I hope I've cleared some things out.
 
Thanks for that. I think most of my issues were related to me setting up the SAN strictly in the underlying OS. I am now testing by doing it all in the web gui just to see how that plays. Now for a few more questions since it sounds like you have this working properly:

Should I create one large VG and just do the lvs for each machine?
Is there a good writeup on cLVM and needed items with proxmox?
In an ideal world we won't do anything but manual failover/migration but with proxmox HA does it have to kill the guest and restart it on the other machine in the event of a hardware/network failure?
With the web gui I can only input one seed IP for the iSCSI SAN, how can I enable multipath for more redundancy?
What is the best way to get maximum throughput to both network and SAN, bond all interfaces and pass the various vlans across that or split the physical interfaces into network and san traffic?

Thanks for the guidance.
 
Thanks for that. I think most of my issues were related to me setting up the SAN strictly in the underlying OS. I am now testing by doing it all in the web gui just to see how that plays. Now for a few more questions since it sounds like you have this working properly:

Should I create one large VG and just do the lvs for each machine?
Yes.

Is there a good writeup on cLVM and needed items with proxmox?

I don't know of any, but I think the gui should be able to handle everything regarding cLVM, I have not tested this though.
In an ideal world we won't do anything but manual failover/migration but with proxmox HA does it have to kill the guest and restart it on the other machine in the event of a hardware/network failure?

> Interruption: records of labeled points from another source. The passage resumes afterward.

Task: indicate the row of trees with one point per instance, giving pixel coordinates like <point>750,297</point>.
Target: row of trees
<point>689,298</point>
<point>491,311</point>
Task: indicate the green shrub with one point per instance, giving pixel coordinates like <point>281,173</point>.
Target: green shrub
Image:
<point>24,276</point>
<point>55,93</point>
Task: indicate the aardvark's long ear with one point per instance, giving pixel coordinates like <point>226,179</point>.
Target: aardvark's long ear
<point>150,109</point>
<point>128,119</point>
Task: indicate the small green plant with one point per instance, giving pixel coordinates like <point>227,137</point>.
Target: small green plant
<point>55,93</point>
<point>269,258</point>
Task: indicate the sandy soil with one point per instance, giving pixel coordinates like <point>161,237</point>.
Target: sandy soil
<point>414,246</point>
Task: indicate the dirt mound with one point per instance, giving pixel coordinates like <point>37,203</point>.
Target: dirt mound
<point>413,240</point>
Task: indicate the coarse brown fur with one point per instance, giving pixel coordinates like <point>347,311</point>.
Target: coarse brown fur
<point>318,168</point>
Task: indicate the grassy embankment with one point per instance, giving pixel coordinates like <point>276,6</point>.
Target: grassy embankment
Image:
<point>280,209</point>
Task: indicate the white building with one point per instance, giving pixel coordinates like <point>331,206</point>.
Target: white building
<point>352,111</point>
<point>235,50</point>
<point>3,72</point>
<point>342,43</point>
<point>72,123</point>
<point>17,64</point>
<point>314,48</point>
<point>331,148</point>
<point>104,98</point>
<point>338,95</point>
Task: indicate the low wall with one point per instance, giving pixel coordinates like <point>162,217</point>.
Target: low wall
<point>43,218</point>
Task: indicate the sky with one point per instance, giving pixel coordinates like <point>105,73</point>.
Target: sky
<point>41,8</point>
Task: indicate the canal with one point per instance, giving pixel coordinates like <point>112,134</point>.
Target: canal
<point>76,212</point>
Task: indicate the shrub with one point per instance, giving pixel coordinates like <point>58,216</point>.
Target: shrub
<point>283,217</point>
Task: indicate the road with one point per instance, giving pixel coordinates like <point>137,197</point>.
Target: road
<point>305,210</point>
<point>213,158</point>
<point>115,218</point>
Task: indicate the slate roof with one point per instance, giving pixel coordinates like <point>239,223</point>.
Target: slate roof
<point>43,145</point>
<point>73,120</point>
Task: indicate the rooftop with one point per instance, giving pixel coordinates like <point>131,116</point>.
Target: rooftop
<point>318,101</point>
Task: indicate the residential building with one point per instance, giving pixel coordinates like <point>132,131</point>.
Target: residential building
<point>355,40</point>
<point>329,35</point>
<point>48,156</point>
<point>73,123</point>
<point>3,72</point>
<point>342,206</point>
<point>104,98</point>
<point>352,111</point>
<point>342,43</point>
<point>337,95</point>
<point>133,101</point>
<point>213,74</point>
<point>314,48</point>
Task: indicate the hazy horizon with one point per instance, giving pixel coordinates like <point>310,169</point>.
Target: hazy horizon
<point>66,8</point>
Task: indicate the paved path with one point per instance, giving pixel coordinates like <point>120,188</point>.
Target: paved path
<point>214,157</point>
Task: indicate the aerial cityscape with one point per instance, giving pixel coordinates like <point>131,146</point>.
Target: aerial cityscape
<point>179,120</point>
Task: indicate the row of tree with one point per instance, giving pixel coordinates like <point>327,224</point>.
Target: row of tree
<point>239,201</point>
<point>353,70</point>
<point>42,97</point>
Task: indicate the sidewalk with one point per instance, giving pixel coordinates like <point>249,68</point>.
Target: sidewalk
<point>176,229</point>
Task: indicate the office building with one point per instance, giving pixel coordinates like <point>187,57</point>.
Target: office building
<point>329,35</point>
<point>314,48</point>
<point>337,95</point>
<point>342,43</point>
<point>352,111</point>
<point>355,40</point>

Yes, it's the only way to be 100% sure that the storage volume it's clear to use.
With the web gui I can only input one seed IP for the iSCSI SAN, how can I enable multipath for more redundancy?

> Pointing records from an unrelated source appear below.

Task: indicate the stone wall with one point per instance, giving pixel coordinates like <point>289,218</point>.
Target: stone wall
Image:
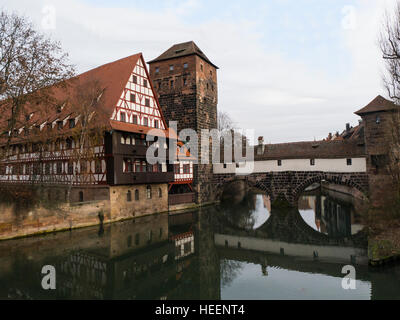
<point>121,208</point>
<point>291,184</point>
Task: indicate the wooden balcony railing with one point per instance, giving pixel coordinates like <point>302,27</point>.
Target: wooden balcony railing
<point>180,198</point>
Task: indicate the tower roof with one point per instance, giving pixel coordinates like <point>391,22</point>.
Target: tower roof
<point>377,105</point>
<point>182,50</point>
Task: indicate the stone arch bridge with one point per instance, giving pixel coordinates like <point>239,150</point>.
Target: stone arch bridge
<point>290,184</point>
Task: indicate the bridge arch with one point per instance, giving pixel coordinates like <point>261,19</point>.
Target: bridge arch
<point>334,179</point>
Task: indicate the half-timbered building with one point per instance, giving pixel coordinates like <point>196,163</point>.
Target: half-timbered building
<point>90,140</point>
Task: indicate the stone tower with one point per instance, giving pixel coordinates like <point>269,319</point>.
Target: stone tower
<point>186,84</point>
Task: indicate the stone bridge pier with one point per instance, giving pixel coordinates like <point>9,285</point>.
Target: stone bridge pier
<point>290,184</point>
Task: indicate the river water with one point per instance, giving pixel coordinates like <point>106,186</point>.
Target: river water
<point>241,250</point>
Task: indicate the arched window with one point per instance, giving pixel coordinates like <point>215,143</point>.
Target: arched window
<point>148,192</point>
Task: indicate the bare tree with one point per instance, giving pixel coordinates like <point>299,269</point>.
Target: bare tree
<point>30,64</point>
<point>87,136</point>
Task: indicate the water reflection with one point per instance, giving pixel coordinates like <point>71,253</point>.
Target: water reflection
<point>251,250</point>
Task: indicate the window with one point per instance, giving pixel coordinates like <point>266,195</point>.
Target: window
<point>128,165</point>
<point>137,239</point>
<point>148,192</point>
<point>59,167</point>
<point>97,166</point>
<point>123,116</point>
<point>186,168</point>
<point>70,168</point>
<point>83,167</point>
<point>68,144</point>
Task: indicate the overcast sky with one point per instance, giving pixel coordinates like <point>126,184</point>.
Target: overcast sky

You need to install the multipath-tools package, (sometimes, depending on your san) create /etc/multipath.conf and, when you create your PV/VG, use the multipathed node to it.
You can see how it looks like with multipath -l, you should see something like this:
Code:
36782bcb00077095300002d0b4f911276 dm-3 DELL,MD32xxi
size=8.0T features='3 queue_if_no_path pg_init_retries 50' hwhandler='1 rdac' wp=rw
`-+- policy='round-robin 0' prio=-4 status=active
  |- 9:0:0:2 sdd 8:48 active undef running
  |- 8:0:0:2 sdc 8:32 active undef running
  |- 7:0:0:2 sdf 8:80 active undef running
  `- 6:0:0:2 sde 8:64 active undef running

That means, you should use /dev/disk/by-id/dm-uuid-mpath-36782bcb00077095300002d0b4f911276 it's important to refer to the disk by it's id, not devnode (sdd) nor the path, because the uuid it's consistent across nodes.

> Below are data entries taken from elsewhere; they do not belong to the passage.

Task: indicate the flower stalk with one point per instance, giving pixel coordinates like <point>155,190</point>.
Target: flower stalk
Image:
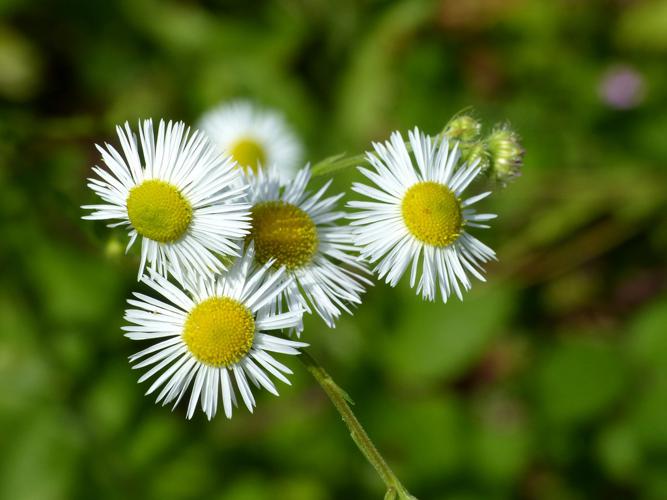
<point>341,401</point>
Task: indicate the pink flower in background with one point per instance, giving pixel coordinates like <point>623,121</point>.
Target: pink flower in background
<point>622,87</point>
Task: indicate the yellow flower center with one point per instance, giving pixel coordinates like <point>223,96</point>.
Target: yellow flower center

What is the best way to get maximum throughput to both network and SAN, bond all interfaces and pass the various vlans across that or split the physical interfaces into network and san traffic?

The best is to have your storage and data network separated. Also, use jumbo frames, and play with flow control and storm control in your switch to see what's best for your scenario.
In my case, I have 2 NICs for data, using bonding + bride and 2 NICs for storage.
The storage NICs have different subnets, each one of them corresponding to two of the 4 ethernet ports in my san.

Thanks for the guidance.

You're welcome, please share your results. What SAN are you using?
 
Thanks for the fast reply. That cleared up alot. So as for cLVM I just install the package and then use it as normal LVM? I can't seem to find much specifics on that but it appears it just adds a compatibility layer to LVM2 to make it cluster aware. I have my multipath.conf setup for friendly names. That way I can map the UUID to a /dev/mapper/whateverinameit instead of that long UUID but it acheives the same end result. When I try to install clvm it appears as though proxmox installs it by default.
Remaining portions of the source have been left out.